Armed with “credible intelligence” from the FCO, the force had dispatched officers to go find two men. One is a Rwandan national in exile, the other, a UK national of Rwandan extraction. The officers went bearing grim news: The government of Rwanda was plotting against the two men and their lives were at risk.
If my memory serves me right, news bulletins suggested that the officers even insinuated that assassins might already be on the way to the UK to bump them off. And then they dropped another proverbial bombshell: the Met could not guarantee their security, so they had better be creative about how to do it themselves. They may even consider leaving their current addresses for some time.
As with all titillating stories, the media picked this up and ran off with it. And as with all bad, sensational, or ‘exciting’ news about Rwanda, it hit the newspapers, radio bulletins and TV broadcasts with a bang! I was half-listening to news on radio, half reading newspapers when I heard it on the BBC one early morning.
I was intrigued. It came in the wake of President Kagame’s robust and widely-publicised online exchange with a cocky British journalist who, while tweeting, had allowed himself to dispense wisdom on what is and is not good in and for Rwanda and Rwandans, without ever setting foot there.
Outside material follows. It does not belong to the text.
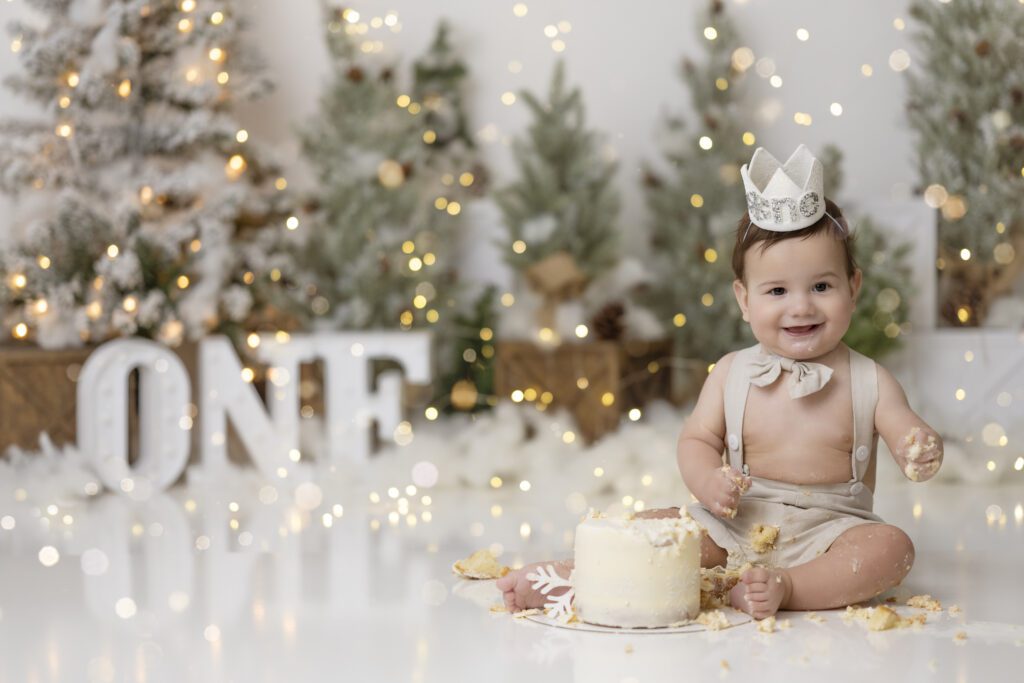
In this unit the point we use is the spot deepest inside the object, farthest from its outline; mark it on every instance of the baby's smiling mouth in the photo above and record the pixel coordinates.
(803, 330)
New -media-savvy Kagame, not one to take lectures from self-appointed Rwanda experts, shot back, punch for punch and more, leaving the journalist taken aback. Surely that had come and gone, and couldn’t possibly be the background to the new story.
I then recalled that two political groups seeking to unseat the Rwanda Patriotic Front led government, Victoire Ingabire’s FDU-Inkingi, and Lt. General Faustin Kayumba Nyamwasa’s Rwanda National Congress, had recently held a meeting in the United Kingdom.
I wondered if the two were not connected. It seems they are, as one of the two men, one Jonathan Musonera, had been a key organiser of the meeting. He is also known to have got into a brief but heated exchange with President Kagame on the BBC’s Africa Have Your Say programme in the recent past.
It did not take long before it became the subject of intense online and verbal discussion among Rwandans and outsiders, some of whom have more than passing interest in the country.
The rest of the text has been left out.